With only seven weeks remaining until the OTS go-live, this achievement is both a crucial milestone and a very encouraging sign of our progress. I would like to thank everyone for their hard work and dedication in getting us to this stage. Your continued efforts are crucial as we move forward, and I appreciate all the work still to come.”
The reality is that the OTS system TOTSCo implements is likely to suffer from a few teething problems at launch, so if any savvy consumers are waiting on its launch before committing to a change of ISP then it might be wise to wait a little longer (past the launch date) in order to allow a bit more time for any nasty launch day bugs to be squashed.
But was a that a change of ISP on the same network?
I agree, or was it managers in one company changing to the ISP they work for, and will most likely get the service for free?

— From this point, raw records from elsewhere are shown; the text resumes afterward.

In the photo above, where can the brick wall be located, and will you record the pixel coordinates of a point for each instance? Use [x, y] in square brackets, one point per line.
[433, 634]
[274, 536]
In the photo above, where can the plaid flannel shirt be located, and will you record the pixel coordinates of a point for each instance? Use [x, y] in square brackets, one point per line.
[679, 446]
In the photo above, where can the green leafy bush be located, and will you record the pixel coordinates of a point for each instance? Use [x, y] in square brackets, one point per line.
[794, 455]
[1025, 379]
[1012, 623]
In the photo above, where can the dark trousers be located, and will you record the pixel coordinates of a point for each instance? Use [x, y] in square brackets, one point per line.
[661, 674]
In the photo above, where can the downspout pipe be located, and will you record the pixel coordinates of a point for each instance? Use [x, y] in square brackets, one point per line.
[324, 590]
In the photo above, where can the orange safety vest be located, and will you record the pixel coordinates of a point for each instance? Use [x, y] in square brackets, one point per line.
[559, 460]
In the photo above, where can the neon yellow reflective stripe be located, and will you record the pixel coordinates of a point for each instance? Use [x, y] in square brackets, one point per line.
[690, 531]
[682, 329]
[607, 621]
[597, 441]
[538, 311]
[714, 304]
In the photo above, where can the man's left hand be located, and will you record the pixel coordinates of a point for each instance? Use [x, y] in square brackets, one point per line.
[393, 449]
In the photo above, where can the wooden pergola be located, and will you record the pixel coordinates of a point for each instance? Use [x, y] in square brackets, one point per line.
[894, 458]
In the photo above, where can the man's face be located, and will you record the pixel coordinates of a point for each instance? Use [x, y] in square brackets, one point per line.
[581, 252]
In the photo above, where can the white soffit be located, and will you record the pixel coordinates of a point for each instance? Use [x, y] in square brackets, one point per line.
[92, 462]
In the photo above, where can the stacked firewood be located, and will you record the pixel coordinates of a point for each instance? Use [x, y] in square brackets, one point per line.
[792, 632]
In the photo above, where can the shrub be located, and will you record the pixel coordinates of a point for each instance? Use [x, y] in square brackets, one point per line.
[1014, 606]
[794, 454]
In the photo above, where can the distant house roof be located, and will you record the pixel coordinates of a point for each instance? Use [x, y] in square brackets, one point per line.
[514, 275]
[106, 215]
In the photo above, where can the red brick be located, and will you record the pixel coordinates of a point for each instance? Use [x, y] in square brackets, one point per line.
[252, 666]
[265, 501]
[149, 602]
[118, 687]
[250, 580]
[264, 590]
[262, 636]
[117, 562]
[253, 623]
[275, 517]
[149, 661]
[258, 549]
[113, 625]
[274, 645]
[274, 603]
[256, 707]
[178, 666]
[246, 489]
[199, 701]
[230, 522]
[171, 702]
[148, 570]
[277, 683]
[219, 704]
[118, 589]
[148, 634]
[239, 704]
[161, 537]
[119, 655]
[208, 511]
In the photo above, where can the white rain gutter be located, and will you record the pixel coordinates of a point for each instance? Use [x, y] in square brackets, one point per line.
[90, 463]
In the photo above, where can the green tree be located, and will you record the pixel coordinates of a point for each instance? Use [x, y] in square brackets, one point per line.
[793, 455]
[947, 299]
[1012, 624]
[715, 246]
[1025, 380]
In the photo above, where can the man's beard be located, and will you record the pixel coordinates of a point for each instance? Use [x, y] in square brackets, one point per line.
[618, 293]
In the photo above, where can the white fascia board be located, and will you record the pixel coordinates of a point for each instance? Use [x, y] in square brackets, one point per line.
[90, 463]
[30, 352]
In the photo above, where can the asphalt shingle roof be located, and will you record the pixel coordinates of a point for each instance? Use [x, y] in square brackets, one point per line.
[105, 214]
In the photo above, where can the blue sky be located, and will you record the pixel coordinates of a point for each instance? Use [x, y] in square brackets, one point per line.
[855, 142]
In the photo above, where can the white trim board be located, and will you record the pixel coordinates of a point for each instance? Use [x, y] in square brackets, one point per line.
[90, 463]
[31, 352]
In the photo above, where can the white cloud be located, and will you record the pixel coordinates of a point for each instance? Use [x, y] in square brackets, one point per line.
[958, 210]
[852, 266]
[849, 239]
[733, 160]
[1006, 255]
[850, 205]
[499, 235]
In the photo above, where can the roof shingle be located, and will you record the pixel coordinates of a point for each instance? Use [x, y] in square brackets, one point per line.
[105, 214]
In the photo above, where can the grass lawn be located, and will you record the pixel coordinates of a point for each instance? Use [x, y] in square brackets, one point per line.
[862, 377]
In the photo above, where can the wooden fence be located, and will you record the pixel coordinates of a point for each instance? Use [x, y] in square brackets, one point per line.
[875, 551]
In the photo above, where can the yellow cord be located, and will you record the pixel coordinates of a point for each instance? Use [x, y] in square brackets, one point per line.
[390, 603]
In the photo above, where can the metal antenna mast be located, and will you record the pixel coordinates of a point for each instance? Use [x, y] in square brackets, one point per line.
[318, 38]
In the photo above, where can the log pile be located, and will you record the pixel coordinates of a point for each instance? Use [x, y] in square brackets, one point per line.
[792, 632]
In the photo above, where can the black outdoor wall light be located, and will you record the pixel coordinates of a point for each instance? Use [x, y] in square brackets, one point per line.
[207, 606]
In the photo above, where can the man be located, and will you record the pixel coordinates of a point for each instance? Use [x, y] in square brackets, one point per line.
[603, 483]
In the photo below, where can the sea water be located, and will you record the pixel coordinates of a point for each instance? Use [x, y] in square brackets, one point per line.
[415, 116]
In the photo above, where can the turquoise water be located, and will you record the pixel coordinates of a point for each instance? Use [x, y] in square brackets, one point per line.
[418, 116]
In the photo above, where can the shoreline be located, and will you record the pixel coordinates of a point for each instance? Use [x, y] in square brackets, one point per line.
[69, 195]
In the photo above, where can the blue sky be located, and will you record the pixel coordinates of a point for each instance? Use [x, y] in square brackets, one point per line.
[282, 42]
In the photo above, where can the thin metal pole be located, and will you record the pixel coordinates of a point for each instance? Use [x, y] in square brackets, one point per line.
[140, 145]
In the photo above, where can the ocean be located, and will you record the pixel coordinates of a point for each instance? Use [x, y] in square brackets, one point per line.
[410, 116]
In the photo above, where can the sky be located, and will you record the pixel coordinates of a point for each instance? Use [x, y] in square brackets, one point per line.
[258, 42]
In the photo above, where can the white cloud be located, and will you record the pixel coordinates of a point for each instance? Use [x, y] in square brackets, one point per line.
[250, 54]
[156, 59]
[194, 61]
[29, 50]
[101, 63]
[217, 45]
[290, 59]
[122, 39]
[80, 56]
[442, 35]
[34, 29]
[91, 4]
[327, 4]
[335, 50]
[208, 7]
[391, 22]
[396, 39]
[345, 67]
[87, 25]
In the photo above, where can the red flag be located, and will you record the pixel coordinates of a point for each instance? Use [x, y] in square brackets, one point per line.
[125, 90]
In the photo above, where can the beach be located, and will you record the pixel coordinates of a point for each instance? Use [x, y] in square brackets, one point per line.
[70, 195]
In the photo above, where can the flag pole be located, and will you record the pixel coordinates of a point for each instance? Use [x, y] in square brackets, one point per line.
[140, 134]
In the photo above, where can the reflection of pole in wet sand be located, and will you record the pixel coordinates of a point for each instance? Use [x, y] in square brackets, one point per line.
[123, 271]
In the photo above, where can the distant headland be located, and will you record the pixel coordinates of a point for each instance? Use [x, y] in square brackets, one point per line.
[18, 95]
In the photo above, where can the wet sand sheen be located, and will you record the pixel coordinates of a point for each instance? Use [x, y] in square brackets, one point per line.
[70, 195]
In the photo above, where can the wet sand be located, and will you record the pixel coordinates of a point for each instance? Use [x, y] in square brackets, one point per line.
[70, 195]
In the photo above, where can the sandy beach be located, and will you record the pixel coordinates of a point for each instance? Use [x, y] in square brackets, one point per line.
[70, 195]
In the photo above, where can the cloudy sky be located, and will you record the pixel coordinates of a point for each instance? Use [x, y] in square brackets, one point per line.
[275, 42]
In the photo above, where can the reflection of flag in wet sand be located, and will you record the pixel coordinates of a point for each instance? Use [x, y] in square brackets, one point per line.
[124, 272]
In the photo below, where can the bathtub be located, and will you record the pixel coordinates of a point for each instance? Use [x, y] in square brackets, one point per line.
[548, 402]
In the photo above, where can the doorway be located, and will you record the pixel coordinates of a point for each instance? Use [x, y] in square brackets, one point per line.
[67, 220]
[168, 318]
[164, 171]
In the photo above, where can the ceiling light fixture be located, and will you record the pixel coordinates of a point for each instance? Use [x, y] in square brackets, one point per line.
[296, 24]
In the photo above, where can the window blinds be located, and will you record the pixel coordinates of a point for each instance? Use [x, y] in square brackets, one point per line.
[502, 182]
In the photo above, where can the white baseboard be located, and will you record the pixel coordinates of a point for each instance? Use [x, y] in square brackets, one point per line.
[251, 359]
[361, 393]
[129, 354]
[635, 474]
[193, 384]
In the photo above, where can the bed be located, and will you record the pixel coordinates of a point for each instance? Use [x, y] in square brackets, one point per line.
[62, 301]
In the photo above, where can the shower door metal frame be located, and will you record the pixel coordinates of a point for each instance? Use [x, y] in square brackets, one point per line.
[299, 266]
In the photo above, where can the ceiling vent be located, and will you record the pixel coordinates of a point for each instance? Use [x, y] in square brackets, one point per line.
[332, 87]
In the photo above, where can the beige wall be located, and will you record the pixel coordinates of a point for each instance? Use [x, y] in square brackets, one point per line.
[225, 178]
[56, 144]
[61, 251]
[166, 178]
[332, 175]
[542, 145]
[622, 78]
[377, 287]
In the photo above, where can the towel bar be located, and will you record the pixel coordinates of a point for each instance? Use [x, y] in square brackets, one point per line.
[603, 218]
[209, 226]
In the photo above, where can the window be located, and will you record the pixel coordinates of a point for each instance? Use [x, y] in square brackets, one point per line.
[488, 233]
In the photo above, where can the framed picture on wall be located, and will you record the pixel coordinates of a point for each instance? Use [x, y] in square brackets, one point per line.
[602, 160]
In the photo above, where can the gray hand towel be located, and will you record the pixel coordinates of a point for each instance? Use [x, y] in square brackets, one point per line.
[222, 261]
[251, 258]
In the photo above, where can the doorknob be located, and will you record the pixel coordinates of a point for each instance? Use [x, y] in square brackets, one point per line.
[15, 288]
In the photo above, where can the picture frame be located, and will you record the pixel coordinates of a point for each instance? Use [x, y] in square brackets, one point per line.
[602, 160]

Yes, this is all about changing ISPs on the same Network.
@Pobox112
OTS is most certainly supposed to be about changing providers across networks (e.g. Openreach to altnet, VM to Openreach etc etc).
prboably BT>EE -.-
I am a trialist going from Virgin to an Openreach ISP. I’m still waiting for it to go live (Tuesday, assuming OR don’t freak out at my flat roof and require a different engineer), but so far the comms have been spot on in terms of early termination charges and dates.
Adrian Kennard (the brains behind Andrew’s and Arnold) has been rather vociferous about the challenge that it is implementing OTS.
Apparently the specs are poorly written, ambiguous and sometimes downright silly.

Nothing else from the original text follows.